Home Front by Sarah Johnson
Catholic Herald 25 November 2005
I don’t do my children’s homework for them. It’s not for want of trying. The trouble is, most nights I can’t even find it. One of the benefits, if it can be called that, of having given birth to slightly more children than you are entirely competent to handle is that the poor things have to do things for themselves. I keep meaning to do their homework for them but dinner and other events intervene.
It is also quite hard to do one’s teenager’s GCSE coursework when he shouts “Go away, leave me alone” every time I come into the room. The 63% of parents who – says the Schools Qualifications and Curriculum Authority – are over-enthusiastically helping their children with their GCSE coursework make me feel terribly angry, but I am rather in awe of their resourcefulness.
How do these cheating parents find the work at all, among the mass of saved files with near-identical titles that clogs up the hard drive on most family computers? And when they have located it, how do they understand it (especially if it is maths)?
And how do they persuade adolescent boys to regard the words “write no less than 200 words” as anything other than a strict injunction to write absolutely no more than 200 words?
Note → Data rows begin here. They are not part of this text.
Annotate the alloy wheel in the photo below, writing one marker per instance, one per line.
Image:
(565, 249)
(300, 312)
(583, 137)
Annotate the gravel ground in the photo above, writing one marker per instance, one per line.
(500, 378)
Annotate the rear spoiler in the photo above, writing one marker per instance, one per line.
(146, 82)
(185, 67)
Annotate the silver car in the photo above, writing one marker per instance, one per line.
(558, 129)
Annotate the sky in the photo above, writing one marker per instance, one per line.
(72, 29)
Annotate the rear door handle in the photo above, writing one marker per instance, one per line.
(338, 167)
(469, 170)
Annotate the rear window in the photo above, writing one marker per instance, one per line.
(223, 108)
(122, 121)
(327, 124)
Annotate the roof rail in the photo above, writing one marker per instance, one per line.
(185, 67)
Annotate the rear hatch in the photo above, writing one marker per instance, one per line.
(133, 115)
How do they persuade adolescent girls that the same instruction does not mean “write a medium length history book”?
And why have the exam boards, not yet hit on the simple method of thwarting cheating parents by insisting that all coursework be hand-written by the student, instead of typed on a computer?
Coursework is the curse of modern youth. It was clearly invented by keen teachers, probably mostly female, who love reading round a subject, and fondly imagined that coursework would automatically transfer this enthusiasm. Coursework favours girls – who happily produce reams of elegant trivia – over boys, who rise more effectively to the adrenaline surge of traditional exams.
Coursework discourages actual learning: no teenager, especially if male, ever allows a fact to clutter up his precious brain space if it is not strictly essential for passing the exam. Any aspect of any curriculum where, to the question “do I have to learn this for the exam, Sir?” the answer is “No”, is literally worthless.
There is no doubt where the top cheaters are: in the private sector. The definition of a “good” school in this country is one which gets good exam results. If good exam results are all that matter, a school firstly will choose whom it teaches.
So an independent school such as St Paul’s Girls’ School, whose pupils are all female, brilliant and from highly ambitious families, is “top school” year after year. I have known many Paulinas in my time and believe me; you barely need to be a teacher to teach these girls. You just turn up and take their names, and they teach themselves. For politicians to attack faith schools for selecting children who go to church when such tremendous selection exists in private schools is ludicrous.
Secondly, to ensure good results, a school will offer all the coursework help it can get away with. Exactly how much is limited not by any scruple, or highfalutin’ belief in education for education’s sake, but only by the financial resources of the school and the parents – the posher the school, the more difficult will it be to detect the “extra” little nudges and pushes given to GCSE students.
Cheating parents never know they are cheating, at the time. Being a parent renders most people blind to their actions. Very sensible, very nice, otherwise totally trustworthy people suddenly become savages when it comes to furthering the interests of their children.
And in so doing they are merely following the most mendacious, hypocritical, divided school system in the West. When Labour back-benchers wail that the Government’s Education White Paper will create a “two tier system”, one has to ask – what country do they think they have been living in all these years?